Alternative spaces

As bookstores across the nation compete with the quick access and discounted prices offered by online retailers, some independent outlets in the city are emphasizing using their space for what the Internet cannot offer: face-to-face discussion.

“Political movements started when local community members could get together to talk,” said Don Allen, general manager of Busboys and Poets, a bookstore, restaurant and performance space located near Howard.

Independent bookstores in the District provide a venue for community gathering and discussion, Allen said, noting that many of his clientele bond over their investment in environmental issues.

The space is “not just as a place to hang out and buy books, but for the community to have a dialogue,” Allen said. Busboys and Poets, named in honor of Harlem Renaissance writer Langston Hughes, who worked as a busboy in D.C., was founded on these principles. The bookstore component exists as a nonprofit, and the space is operated by Teaching For Change, an educational activist group established in D.C. in 1989.

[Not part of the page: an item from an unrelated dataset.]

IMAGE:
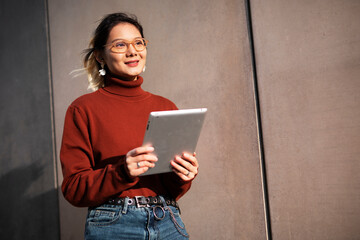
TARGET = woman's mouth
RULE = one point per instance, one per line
(132, 63)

Allen said the chief pressure of independent bookstores is competition, not only with commercial chains like Borders and Barnes & Noble, but with the Internet in particular. He cited online retail Web site amazon.com as a major concern, which due to sheer volume of sales is able to offer significant discounts to buyers – something a small store simply cannot afford to do.

“If you’re buying something on the Internet, you’re not keeping money in your community,” he said. “Buying from Amazon is no different than buying from Wal-Mart.”

In some cases, an independent space can establish itself a fixture in the city. Kramerbooks, on Connecticut Avenue by the Dupont Circle Metro station, opened in 1976 and presents itself as an area staple.

Dave Cook, originally from Illinois, said he started working at Kramer’s when he first moved to D.C. seven years ago.

“I think we always face competition, but since we’ve been here so long, we do have a loyal fan base,” Cook said, citing the restaurant, bar and books as draws for locals and tourists alike. Still, he reiterated Allen’s concern.

“Competition for us and I think really for other bookstores isn’t coming from other bookstores. It’s coming from the Internet,” Cook said. “Amazon is so easy. You just click, and you get a discount or they send it to you for free. You don’t have to leave your house.”

So aside from housing a restaurant, how does an independent compete?

For Barbara Meade, co-owner of Politics and Prose, a bookstore on Connecticut Avenue, the answer is simple.

“Get people into the store,” she said, be it with events in the store or in the larger community.

Politics and Prose hosts ten events a week in the store, and combined with events hosted around the city, the number of events in a week reaches anywhere from 15 to 20.

“An important part of all of these events are questions,” Meade said, emphasizing the importance of presenting a connection between readers and writers – who might otherwise receive little media attention. It’s getting people there that establishes community, she said, and opens a dialogue.